Each distribution registry must be trusted by the root registry to submit this
information to add to the metadata, and have its own page with additional
contextual information: its home page, docs, basic instructions, whatever. A
README of sorts.
Example:
[
{
"registry": "trunk.pgxn.org",
"type": "trunk",
"command": "pgxn install github.com/example/pair"
},
{
"registry": "apt.postgresql.org",
"type": "apt",
"command": "apt-get install postgresql16-pair"
},
{
"registry": "yum.postgresql.org",
"type": "rpm",
"command": "yum install postgresql16-pair"
},
{
"registry": "pgt.dev",
"type": "apt",
"url": "https://pgt.dev/extensions/pair",
"command": "trunk install pair"
},
{
"registry": "pgxman.com",
"type": "apt",
"url": "https://pgxman.com/x/pair",
"command": "pgxman install pair"
},
{
"registry": "database.dev",
"type": "sql",
"url": "https://database.dev/example/pair",
"command": "SELECT dbdev.install('example-pair');"
},
]
Other Options:
- Information about installing from a registry that doesn’t offer URLs, like
Homebrew, where one just needs to know what the formula is called. Maybe
the same should apply to Apt?
Metrics and Reports
This object includes data such as number of downloads, build and test status
on various Postgres/OS/version combinations, binary packaging distributions,
test coverage, security certification, vulnerability detection, quality
metrics and user ratings, and more. Some of these bits of data might include
badges, e.g., for ratings or security assessments.
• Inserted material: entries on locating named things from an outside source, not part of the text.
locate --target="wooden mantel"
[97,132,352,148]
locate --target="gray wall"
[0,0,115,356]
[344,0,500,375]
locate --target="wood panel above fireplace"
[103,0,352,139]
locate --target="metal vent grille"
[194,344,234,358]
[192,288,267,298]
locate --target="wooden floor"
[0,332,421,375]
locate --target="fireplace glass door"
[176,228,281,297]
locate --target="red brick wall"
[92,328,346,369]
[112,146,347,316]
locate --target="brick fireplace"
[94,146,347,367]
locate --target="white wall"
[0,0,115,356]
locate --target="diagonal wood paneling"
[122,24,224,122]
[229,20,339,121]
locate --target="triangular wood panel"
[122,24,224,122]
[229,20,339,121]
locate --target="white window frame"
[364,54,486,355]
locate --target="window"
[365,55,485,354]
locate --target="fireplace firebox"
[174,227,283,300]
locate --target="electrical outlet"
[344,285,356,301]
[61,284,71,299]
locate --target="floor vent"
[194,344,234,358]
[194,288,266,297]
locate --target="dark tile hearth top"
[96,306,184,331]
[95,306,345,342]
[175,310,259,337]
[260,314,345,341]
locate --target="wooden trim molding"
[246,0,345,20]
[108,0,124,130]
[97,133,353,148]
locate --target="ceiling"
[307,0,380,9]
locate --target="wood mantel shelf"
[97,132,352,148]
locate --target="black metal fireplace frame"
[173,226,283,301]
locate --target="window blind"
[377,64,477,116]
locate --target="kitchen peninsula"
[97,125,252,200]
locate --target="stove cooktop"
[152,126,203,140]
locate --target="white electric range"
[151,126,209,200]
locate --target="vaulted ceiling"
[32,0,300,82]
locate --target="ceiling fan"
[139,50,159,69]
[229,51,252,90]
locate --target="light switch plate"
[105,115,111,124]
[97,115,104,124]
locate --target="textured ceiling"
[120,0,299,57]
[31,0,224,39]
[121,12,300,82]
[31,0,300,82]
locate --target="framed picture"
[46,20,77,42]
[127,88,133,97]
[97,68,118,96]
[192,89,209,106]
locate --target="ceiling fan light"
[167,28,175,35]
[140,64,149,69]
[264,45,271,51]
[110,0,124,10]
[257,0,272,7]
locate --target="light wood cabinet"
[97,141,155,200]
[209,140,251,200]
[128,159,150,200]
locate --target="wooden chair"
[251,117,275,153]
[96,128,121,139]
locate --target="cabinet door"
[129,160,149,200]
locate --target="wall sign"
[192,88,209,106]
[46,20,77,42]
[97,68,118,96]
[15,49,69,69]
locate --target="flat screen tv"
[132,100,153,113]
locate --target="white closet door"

In the broader ecosystem, it would be the responsibility of the root registry
to ensure that data comes only from trusted sources. However this data will be
publicly readable, allowing any downstream applications to extend and
publish metrics and reports with their own information.
Example:
{
"aggregates": {
"downloads": 32
},
"sources": {
"smoke-tester.example.com": {
"stats": {
"passes": 32,
"fails": 8,
"unknown": 0
},
"link": "https://smoke-tester.example.com/extension/pair",
"badge": "https://smoke-tester.example.com/extension/pair.svg"
},
"pgt.dev": {
"downloads": 12,
"tags": ["two", "kv"],
"categories": ["Analytics"]
},
"pgxman.com": {
"downloads": 20
},
"ratings.example.com": {
"stats": {
"ratings": 324,
"average": 3.2,
"comments": 13
},
"link": "https://ratings.example.com/extension/pair",
"badge": "https://ratings.example.com/extension/pair.svg"
},
"stats.example.com": {
"contributors": 2,
"stars": 14,
"last_active": "2024-01-12",
},
"security-scan.example.com": {
"advisories": {
"high": 2,
"moderate": 11,
"low": 1,
"cves": 0
},
"link": "https://security-scan.example.com/extension/pair",
"badge": "https://security-scan.example.com/extension/pair.svg"
}
}
}
Notes:
-
The aggregates section aggregates results from multiple sources, for
example summing all downloads or averaging ratings. The list of items to
aggregate could evolve regularly.
-
Each key in sources identifies a trusted downstream source of
information. Each would have its own schema describing its objects and
their meaning, along with URI templates to link to. For example,
stats.example.com might have these templates:
{
"contributors": {
"alt": "List of people who have contributed to the {name} project",
"badge": "https://stats.example.com/{ package }/contributors.svg",
"uri": "https://stats.example.com/{ package }/contributors"
},
"stars": {
"alt": "Star ratings for the {name} project",
"badge": "https://stats.example.com/{ package }/stars.svg",
"uri": "https://stats.example.com/{ package }/stars"
}
}
-
Might be worth adopting more of an API of multiple files, rather than one big file.
Example: Homebrew analytics. Note also its support for date ranges for analytics
(30/90/365 days, stats when directly installed vs. installed as a dependency).